Happy to be in the EU? Not so sure …

Posted on Juil 7, 2008 in Bucarest, Expédition 2008, Roumanie

Samedi soir à La Motoare, un des cafés les plus branchés de la capitale, un groupe de jeunes discute. Parmi eux Vlad et Oana. Vlad étudie l’architecture, Oana, l’art. Quel regard portent-ils sur l’entrée de la Roumanie dans l’Union européenne ?

Café Deko

Européens, ils le sont, sans aucun doute. Pour eux, la Roumanie a sa place en Europe, par sa culture, par son histoire, par son emplacement géographique … Pourtant, il leur manque une chose, et pas des moindres : le sentiment d’être accepté dans cette communauté qu’est l’Union européenne. «Nous voulons être vus comme des européens», explique Oana. «En tant que touristes, il n’y a pas de problème, mais dès que nous venons pour étudier, travailler et vivre, nous sommes regardés comme des moins que rien», explique-t-elle d’un air dépité. «Nous nous sentons comme les «Noirs» de l’Europe», explique Oana dans une comparaison avec les Etats-Unis des années soixante.

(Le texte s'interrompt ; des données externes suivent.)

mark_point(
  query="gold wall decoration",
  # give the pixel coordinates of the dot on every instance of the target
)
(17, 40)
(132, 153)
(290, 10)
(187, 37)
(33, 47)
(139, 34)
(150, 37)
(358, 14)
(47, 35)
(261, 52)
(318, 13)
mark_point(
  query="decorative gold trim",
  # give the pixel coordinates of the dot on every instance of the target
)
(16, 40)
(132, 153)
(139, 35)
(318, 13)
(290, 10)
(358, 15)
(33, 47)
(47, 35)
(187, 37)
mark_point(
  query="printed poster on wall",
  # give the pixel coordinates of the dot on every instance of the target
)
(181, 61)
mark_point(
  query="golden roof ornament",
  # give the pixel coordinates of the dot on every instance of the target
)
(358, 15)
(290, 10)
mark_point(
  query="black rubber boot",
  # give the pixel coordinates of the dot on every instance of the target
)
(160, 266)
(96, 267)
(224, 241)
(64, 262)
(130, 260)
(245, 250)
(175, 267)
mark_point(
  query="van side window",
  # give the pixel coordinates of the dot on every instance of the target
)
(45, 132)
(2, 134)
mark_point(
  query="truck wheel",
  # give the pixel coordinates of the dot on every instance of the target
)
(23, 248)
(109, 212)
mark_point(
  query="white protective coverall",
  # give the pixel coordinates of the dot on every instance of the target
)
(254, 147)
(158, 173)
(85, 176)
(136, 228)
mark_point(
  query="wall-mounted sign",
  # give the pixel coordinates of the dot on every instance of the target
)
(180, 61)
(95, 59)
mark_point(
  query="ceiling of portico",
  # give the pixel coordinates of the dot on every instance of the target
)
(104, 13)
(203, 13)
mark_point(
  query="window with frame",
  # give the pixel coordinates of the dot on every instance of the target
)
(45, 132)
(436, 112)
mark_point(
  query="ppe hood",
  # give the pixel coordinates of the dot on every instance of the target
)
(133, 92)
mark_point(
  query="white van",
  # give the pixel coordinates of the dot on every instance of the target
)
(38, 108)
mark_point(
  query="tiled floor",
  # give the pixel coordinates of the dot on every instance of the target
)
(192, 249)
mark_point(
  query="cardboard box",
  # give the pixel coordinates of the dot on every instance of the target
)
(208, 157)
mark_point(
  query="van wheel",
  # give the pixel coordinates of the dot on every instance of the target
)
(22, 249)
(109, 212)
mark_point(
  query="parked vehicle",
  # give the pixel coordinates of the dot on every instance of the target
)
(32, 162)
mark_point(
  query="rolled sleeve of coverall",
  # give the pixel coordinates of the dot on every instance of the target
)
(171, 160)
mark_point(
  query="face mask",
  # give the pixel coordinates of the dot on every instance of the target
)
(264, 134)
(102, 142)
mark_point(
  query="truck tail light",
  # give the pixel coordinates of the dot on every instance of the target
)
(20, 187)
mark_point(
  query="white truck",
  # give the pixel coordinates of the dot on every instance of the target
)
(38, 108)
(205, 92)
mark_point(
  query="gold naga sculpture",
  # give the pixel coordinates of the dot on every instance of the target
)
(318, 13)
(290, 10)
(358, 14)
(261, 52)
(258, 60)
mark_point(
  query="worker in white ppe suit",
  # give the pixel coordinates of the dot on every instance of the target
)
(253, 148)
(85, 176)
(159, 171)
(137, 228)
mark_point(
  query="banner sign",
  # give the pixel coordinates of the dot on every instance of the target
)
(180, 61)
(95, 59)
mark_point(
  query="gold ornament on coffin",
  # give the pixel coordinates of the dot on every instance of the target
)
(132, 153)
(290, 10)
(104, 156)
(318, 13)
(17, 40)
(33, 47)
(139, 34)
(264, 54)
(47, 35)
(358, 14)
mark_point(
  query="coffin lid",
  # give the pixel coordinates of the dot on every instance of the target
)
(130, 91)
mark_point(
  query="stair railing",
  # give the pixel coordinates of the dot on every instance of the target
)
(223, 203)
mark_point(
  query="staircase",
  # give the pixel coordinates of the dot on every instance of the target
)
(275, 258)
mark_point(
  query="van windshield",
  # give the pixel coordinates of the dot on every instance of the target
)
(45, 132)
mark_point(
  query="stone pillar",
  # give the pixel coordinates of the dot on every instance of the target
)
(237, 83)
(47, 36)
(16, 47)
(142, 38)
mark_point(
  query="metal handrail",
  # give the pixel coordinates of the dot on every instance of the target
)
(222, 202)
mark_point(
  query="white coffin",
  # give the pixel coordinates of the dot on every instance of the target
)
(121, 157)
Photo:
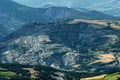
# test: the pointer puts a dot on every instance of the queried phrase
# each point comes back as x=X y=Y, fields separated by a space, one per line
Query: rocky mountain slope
x=111 y=7
x=13 y=15
x=66 y=45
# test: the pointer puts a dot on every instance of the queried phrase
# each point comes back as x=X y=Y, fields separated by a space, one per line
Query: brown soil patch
x=32 y=72
x=105 y=58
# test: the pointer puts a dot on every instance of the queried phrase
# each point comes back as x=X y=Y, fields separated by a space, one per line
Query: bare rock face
x=80 y=47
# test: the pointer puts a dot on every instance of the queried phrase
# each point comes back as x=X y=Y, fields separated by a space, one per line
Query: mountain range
x=13 y=15
x=72 y=46
x=70 y=39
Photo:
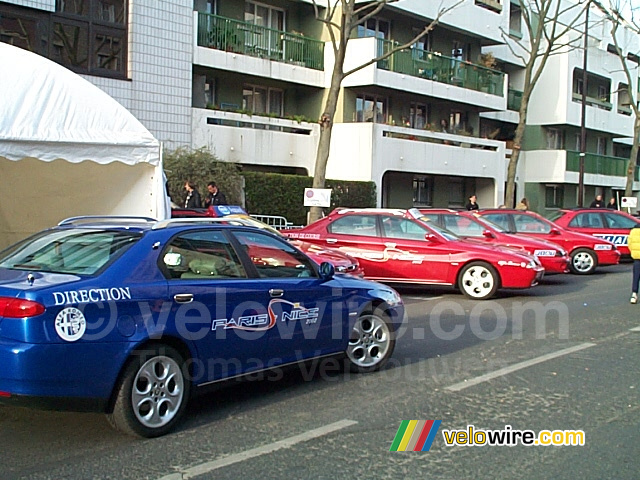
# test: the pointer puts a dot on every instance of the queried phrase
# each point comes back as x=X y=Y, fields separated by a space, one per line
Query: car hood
x=525 y=241
x=322 y=254
x=479 y=246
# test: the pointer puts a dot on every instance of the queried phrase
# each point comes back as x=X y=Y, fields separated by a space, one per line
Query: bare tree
x=341 y=18
x=615 y=14
x=549 y=26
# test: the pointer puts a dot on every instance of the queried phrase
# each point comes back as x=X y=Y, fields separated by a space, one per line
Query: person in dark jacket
x=193 y=196
x=597 y=203
x=215 y=196
x=472 y=204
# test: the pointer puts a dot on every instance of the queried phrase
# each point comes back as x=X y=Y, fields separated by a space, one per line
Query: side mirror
x=327 y=271
x=431 y=237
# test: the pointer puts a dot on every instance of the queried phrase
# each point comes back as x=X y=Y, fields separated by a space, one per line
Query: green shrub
x=201 y=167
x=283 y=195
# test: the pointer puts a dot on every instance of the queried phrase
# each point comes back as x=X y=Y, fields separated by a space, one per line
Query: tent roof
x=48 y=112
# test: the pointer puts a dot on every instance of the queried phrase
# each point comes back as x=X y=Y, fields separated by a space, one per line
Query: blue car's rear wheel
x=152 y=394
x=371 y=342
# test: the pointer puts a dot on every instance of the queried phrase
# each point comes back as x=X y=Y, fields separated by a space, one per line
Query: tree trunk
x=512 y=169
x=326 y=127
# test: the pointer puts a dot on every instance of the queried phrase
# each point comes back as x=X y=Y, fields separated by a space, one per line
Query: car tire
x=371 y=342
x=583 y=261
x=152 y=393
x=478 y=280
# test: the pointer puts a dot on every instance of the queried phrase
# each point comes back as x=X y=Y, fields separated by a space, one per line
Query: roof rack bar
x=181 y=221
x=104 y=219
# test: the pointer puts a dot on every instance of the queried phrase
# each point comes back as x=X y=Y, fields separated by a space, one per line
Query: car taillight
x=18 y=308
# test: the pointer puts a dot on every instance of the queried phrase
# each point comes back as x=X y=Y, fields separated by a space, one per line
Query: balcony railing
x=436 y=67
x=514 y=100
x=230 y=35
x=600 y=165
x=601 y=103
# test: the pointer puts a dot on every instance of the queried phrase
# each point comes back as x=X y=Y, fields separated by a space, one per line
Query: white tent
x=67 y=148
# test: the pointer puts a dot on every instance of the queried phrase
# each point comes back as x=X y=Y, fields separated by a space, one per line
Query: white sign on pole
x=629 y=202
x=317 y=197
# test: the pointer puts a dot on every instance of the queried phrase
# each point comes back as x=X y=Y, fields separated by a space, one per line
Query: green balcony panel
x=599 y=164
x=439 y=68
x=231 y=35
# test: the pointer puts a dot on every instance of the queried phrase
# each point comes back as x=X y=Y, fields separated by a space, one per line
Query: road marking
x=518 y=366
x=255 y=452
x=413 y=297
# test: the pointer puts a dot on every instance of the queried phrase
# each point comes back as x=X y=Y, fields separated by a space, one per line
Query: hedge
x=283 y=195
x=264 y=193
x=201 y=167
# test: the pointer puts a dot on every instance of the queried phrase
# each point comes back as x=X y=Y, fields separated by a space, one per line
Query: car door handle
x=183 y=298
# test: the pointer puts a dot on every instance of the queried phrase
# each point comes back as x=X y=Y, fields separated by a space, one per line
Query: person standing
x=215 y=196
x=597 y=202
x=473 y=203
x=193 y=196
x=523 y=205
x=634 y=249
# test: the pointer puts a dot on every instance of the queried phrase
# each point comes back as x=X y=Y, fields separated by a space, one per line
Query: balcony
x=442 y=69
x=490 y=4
x=243 y=138
x=514 y=100
x=601 y=103
x=380 y=148
x=599 y=165
x=229 y=35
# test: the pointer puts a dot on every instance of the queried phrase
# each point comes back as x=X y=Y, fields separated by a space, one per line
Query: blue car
x=131 y=316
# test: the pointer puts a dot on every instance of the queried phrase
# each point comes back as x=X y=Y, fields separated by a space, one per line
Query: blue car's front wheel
x=371 y=342
x=152 y=394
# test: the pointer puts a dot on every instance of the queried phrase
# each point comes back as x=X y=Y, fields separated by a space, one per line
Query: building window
x=515 y=20
x=554 y=196
x=264 y=16
x=555 y=139
x=209 y=91
x=456 y=193
x=371 y=108
x=603 y=93
x=419 y=115
x=260 y=99
x=375 y=27
x=86 y=37
x=422 y=191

Ces jeunes sont déçus. Depuis l’entrée dans l’Union, ils ont le sentiment que les prix ont augmenté alors que les salaires non, ou très peu. Des entreprises européennes viennent s’installer mais ne leur offrent pas un salaire à la hauteur de leurs qualifications. Vlad, qui travaille dans l’une d’elles, me raconte qu’il est payé deux fois moins qu’un expatrié. Et pour le même boulot. Optimiste, j’avance que cela changera. Moue dubitative et mouvement de négation : eux n’en croient pas un mot.

Et moi qui pensais que la Roumanie avait au moins pour elle des avantages financiers : les fonds structurels, dont les régions roumaines vont beaucoup bénéficier, et la PAC – politique agricole commune. Mais eux m’expliquent que les financements et les normes européennes ont aussi leurs aspects négatifs. En particulier, qu’elles détruisent certaines productions traditionnelles. Il est vrai que ce problème s’est aussi posé pour les fromages français… Frustrés, ces jeunes considèrent que leur pays a très peu négocié son entrée dans l’Union, que tout a été cédé.

Quand nous nous quittons, la nuit est déjà bien avancée. Une seule chose est sure, je ne m’attendais pas à un regard si amer sur l’entrée de la Roumanie dans l’Union européenne.

Jessica

2 Comments

  1. Bien écrit l’article, Jess! J’espère que vous passez une bonne expédition en Roumanie. Bon, le point de vu de Oana et Vlad est, selon moi, assez typique et « tragique » mais les choses ne sont pas vraiment comme ça et je crois qu’il dépende aussi de Roumains de pas être « les noirs » de l’Europe dans le sens ou ils doivent renoncer a leurs propres frustrations « balkaniques ».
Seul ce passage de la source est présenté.